Up until now, we have focussed on the minimisation of prediction error in terms of self organised neuronal activity in response to sensory surprises or new stimuli. However, exactly the same principle can be applied to any other attribute of the brain's generative model; including synaptic connection strengths or efficacy. The suppression of prediction errors through changes in coupling among brain areas corresponds to perceptual learning and can be expressed in a form that is very similar to classical associative or Hebbian plasticity (Friston, 2010).
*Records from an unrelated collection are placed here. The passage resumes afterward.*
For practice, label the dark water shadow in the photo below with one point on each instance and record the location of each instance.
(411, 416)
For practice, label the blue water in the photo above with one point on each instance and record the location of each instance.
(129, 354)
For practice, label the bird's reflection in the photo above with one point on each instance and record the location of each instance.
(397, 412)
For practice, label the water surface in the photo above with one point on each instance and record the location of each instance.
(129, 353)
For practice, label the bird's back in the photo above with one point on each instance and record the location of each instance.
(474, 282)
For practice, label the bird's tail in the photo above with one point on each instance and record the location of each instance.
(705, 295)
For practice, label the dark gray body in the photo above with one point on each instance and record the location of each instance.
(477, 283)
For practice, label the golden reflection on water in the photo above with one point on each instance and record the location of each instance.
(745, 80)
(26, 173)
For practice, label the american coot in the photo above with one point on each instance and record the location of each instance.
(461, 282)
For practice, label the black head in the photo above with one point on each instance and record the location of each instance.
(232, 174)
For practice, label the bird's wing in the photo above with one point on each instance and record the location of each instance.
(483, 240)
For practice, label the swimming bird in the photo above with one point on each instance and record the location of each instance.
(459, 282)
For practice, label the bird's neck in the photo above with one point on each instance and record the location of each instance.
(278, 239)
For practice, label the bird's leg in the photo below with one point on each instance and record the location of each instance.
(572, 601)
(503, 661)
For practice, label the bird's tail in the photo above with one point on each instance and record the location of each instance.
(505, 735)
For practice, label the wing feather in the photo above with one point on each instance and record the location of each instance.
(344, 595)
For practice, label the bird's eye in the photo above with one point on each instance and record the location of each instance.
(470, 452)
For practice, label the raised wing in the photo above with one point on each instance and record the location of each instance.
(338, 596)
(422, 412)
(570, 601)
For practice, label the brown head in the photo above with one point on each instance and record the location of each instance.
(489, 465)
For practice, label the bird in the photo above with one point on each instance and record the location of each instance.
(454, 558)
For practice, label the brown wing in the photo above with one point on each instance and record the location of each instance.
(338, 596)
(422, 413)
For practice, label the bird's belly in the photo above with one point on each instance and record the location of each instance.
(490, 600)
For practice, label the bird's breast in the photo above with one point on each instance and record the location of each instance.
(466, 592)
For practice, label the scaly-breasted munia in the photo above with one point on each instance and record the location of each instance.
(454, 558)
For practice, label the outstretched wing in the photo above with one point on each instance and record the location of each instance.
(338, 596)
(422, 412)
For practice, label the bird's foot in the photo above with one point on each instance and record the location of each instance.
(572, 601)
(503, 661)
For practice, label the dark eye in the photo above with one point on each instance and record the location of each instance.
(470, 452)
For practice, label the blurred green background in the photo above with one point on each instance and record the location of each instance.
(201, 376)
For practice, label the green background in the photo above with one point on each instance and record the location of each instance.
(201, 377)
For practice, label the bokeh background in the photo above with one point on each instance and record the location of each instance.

Janacsek and Nemeth look at perceptual learning in terms of consolidation and, in particular “implicit sequence learning that not only underlies motor but cognitive and social skills as well”. Interestingly, they note consolidation of memory traces after the initial acquisition can “result in increased resistance to interference or even improvement in performance following an offline period”. This is a fascinating observation that suggests optimisation of the brain's generative model does not necessarily need online sensory data. Indeed, there are current theories about the role of sleep in optimising the brain's generative model, not in terms of its ability to accurately predict data, but in terms of minimising complexity. Mathematically, this is interesting because surprise or model evidence can be decomposed into accuracy and complexity terms; suggesting that model evidence can be increased by removing redundant model components or parameters (Friston, 2010). This provides a nice Bayesian perspective on synaptic pruning and the issues considered by Németh and Janacsek (2012-this issue).

4. Active inference

As noted above, a simple extension to predictive coding is to consider their suppression by the motor system. In this extension, prediction errors are not just suppressed by optimising top-down or descending predictions but can also be reduced by changing sensory input. This does not necessarily mean visual or auditory input but the proprioceptive input responding to bodily movements. As noted above, the suppression of proprioceptive prediction errors is, of course, just the classical reflex arc. In this view, motor control becomes a function of descending predictions about anticipated or predicted kinematic trajectories. See Fig. 1 for a schematic. The important observation here is that the same sorts of synaptic mechanisms and inferential principles can be applied to both perception and the consequences of action. This nicely accommodates the literature on error related negativity reviewed by Hoffmann and Falkenstein (2012-this issue); who consider the “monitoring of one’s own actions” and its role in adjusting behaviour. Again, the focus is on EEG, suggesting that even within single trial recordings, the neurophysiological correlates of behaviour-dependent prediction errors can be observed empirically. In their words: “The initiated response is compared with the desired response and a difference; i.e., mismatch between both representations induces the error negativity”. This is not the proprioceptive prediction error that drives reflex arcs but a high level perceptual (or indeed conceptual) prediction error; suggesting that the long-term hierarchical predictions of unfolding sensory and kinematic changes have been violated. In other words, these phenomena speak again to separation of temporal scales and hierarchies in providing multimodal predictions to the peripheral sensory and motor systems.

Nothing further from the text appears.